1995 OPEN FORUM Abstracts
COLLABORATIVE TEACHING LAB REDUCES INCIDENCE OF AUTO-PEEP:
Ken Hargett, BS, RRT; Jon Nilsestuen, PhD, RRT, University of Texas Medical Branch, Galveston TX.
Over the past year the Hospital Department and the Program in Respiratory Care have jointly developed a computerized lung station for teaching ventilator graphics. The lab has been utilized for simulating patient clinical scenarios and to develop training materials for both students and staff. As one method of evaluating the lab we initiated a CPI process to identify the incidence of unrecognized Auto-PEEP , both before and after staff training. A data collection form was created which identified the patient and ventilator characteristics and determined whether auto-PEEP was present based on the ventilator graphics, and whether auto-PEEP was recognized as evidenced by (a) the ventilator flow sheet, (b) the physician progress note or (c) the respiratory therapist progress note. The data was collected by a single investigator who evaluated all patients admitted to the medical/ surgical services over a two week period. The survey was then repeated following staff development training using the graphics analysis lab. The training highlighted recognition of auto-PEEP.

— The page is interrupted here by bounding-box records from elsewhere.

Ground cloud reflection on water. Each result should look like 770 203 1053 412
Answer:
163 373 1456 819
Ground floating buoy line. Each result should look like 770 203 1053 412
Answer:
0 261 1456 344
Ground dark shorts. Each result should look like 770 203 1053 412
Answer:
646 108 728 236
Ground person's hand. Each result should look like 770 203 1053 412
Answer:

Results: the overall incidence of auto-PEEP was 50%. [47% (15 of 32 pts) in the Surgical units and 55% (12 of 22 pts) in the Medical units]. None of the charting for the 27 pts with auto-PEEP had any previous indication of its existence (100% unrecognized auto-PEEP). Auto-PEEP was most frequently found to be due to ventilator settings. i.e. too low a set inspiratory flowrate, decelerating flow pattern causing prolonged inspiratory time, or autocycling of the ventilator causing too short an expiratory time. Post training, the overall incidence of auto-PEEP was reduced to 18% (9/50 pts). All of the patients had known asthma or COPD. The incidence of ventilator induced auto-PEEP was reduced to 4% (2/50). All incidences of auto-PEEP were recognized and documented in the chart. Experience: Prior to the study the only feedback we had regarding the teaching effectiveness of the lab was the standard course/lab evaluation administered by the school. The high incidence of unrecognized auto-PEEP is one indicator that inservices using standard printed materials had not been very effective in teaching wave-form analysis. Interpretation and experience: The ventilator lab has at least in the short term greatly improved the identification of auto-PEEP by the staff. The incidence of ventilator setting/therapist induced auto-PEEP was drastically decreased. Our experience has had several other positive implications: staff have taken a much more active role in recognizing, reporting and resolving inappropriate waveforms; the frequent use of the decelerating flow patterns has been reduced, students and staff enjoy a new sense of collegiality; and physicians have started to recognize the importance of routinely evaluating the wave forms.